Some of the complaints are just envy talking. At an appearance in New York on Tuesday, Johnson was interviewed by former driver turned television commentator Kyle Petty. Petty asked the champion about other drivers, including Harvick, Clint Bowyer and Kurt Busch, who have said publicly that Johnson’s domination and the lack of parity in the Sprint Cup Series is hurting the sport. A laughing Johnson replied “I think it’s great for the sport, personally.”

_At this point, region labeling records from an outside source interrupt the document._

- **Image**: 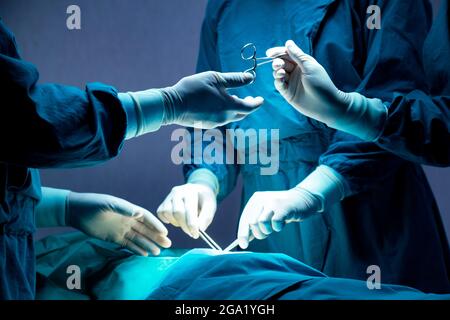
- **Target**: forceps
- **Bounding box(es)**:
[241,43,286,83]
[198,230,223,251]
[223,234,255,252]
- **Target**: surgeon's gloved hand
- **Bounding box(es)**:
[266,40,387,141]
[157,183,217,239]
[118,71,264,139]
[162,71,264,129]
[238,187,321,249]
[238,165,348,249]
[65,192,171,256]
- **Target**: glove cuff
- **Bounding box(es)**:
[36,187,70,228]
[119,89,164,140]
[187,168,220,196]
[327,92,388,141]
[297,165,349,212]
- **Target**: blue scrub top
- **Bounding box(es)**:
[377,1,450,166]
[0,20,127,299]
[184,0,450,292]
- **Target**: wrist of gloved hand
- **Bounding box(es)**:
[35,187,70,228]
[296,165,349,212]
[326,91,387,141]
[119,89,167,140]
[187,168,220,196]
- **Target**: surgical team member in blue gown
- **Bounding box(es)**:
[158,0,450,293]
[0,21,262,299]
[268,1,450,166]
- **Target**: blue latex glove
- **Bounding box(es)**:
[119,71,264,139]
[238,165,348,249]
[266,40,387,141]
[162,71,264,129]
[36,188,172,256]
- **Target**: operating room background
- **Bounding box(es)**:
[0,0,450,247]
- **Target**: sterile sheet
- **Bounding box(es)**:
[36,232,450,300]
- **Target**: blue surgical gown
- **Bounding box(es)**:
[184,0,450,292]
[377,1,450,166]
[0,20,127,299]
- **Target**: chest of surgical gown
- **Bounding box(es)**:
[184,0,450,292]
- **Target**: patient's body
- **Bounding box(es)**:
[37,233,450,300]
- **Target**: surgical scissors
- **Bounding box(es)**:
[241,43,286,83]
[198,230,223,251]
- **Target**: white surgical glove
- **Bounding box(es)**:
[119,71,264,139]
[157,169,218,239]
[266,40,387,141]
[238,165,347,249]
[36,188,171,256]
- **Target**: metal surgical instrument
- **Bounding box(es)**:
[223,234,255,252]
[199,230,223,251]
[241,43,286,81]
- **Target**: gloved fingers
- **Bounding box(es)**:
[274,79,290,95]
[137,207,169,236]
[273,69,290,83]
[132,221,172,248]
[272,58,295,72]
[258,207,274,236]
[198,197,217,231]
[286,40,318,74]
[272,211,290,232]
[266,47,287,58]
[249,204,266,240]
[172,195,192,237]
[238,194,261,249]
[184,192,199,239]
[122,239,148,257]
[230,96,264,114]
[216,72,254,88]
[128,232,161,256]
[156,194,179,227]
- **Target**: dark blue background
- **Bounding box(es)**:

But there is also an element of the carping which reflects the tensions within NASCAR, a sport which has grown dramatically over the past two decades. Along the way it has morphed from a largely regional attraction to one with national appeal. In 1990 just more than 25%, or 8 of the 29 races in NASCAR’s top series (then the Winston Cup), were run at tracks outside of the Old South. This year a majority of the Sprint Cup races, 20 out of 36, took place in states other than those that comprised the Confederacy. As the sport has expanded some southern venues have been left behind entirely. That 1990 schedule included two races each at Rockingham and North Wilkesboro, tracks with a lot of stock car history that have long since been abandoned by big time racing.
At the same time, an increasing emphasis on standardization and driver safety has led to cars that while technically still Chevys, Fords, Dodges, and Toyotas, look and handle increasingly alike. It’s led to restrictor plate racing at a handful of events, to limit maximum speeds. It’s led to penalties on drivers for aggressive racing and a feeling on the part of some purists that the heart has been taken out of the sport and that NASCAR is now boring.
Jimmie Johnson is a native of California, not Carolina. As such he is a natural symbol of the new, national NASCAR; and an easy target for those who pine for the good old days of “real” racing. To those critics his success is proof not that he is a superior driver, but rather that he just works the relatively new system of the ten-race Chase better than anyone else.
Stock car racing, like every sport under the sun, evolves and will continue to do so. And like every other sport, NASCAR has some number of fans who will always insist it was more fun, more challenging, more competitive, or in some other way better in some real or imagined past.
Against that wistfulness two realities intrude. The first reality is that most of the slippage in fan support is of course attributable to the economy; certainly far more so than it is to Jimmie Johnson’s dominance or fan favorite Dale Earnhardt Junior’s inadequacies as a driver. The second reality is that the past is, in the end, just that.
Which is why for the 43 drivers who start each weekend, the focus should be on the here and now. If Jimmie Johnson has perfected the way to win in the NASCAR of the 21st century, it’s obviously not because he’s the only driver racing in that timeframe. So here’s a thought for Harvick, Busch, Bowyer, and every other envious driver: drive faster, driver harder, get a better pit crew, figure it out. Because as he emphatically proved on Sunday, JJ isn’t slowing down.
I have to laugh sometimes when some old school NASCAR fans say that the Chase has made winning the championship “too easy”. If it is so easy, why can’t any of the other drivers do it? This year, Jimmie was behind. His pit crew was slower than some others. His cars were slower than some others. And still, he managed to pull it off through maximizing what he had. JJ will go down as one of the all-time greats. Those fans who don’t recognize that are cheating themselves.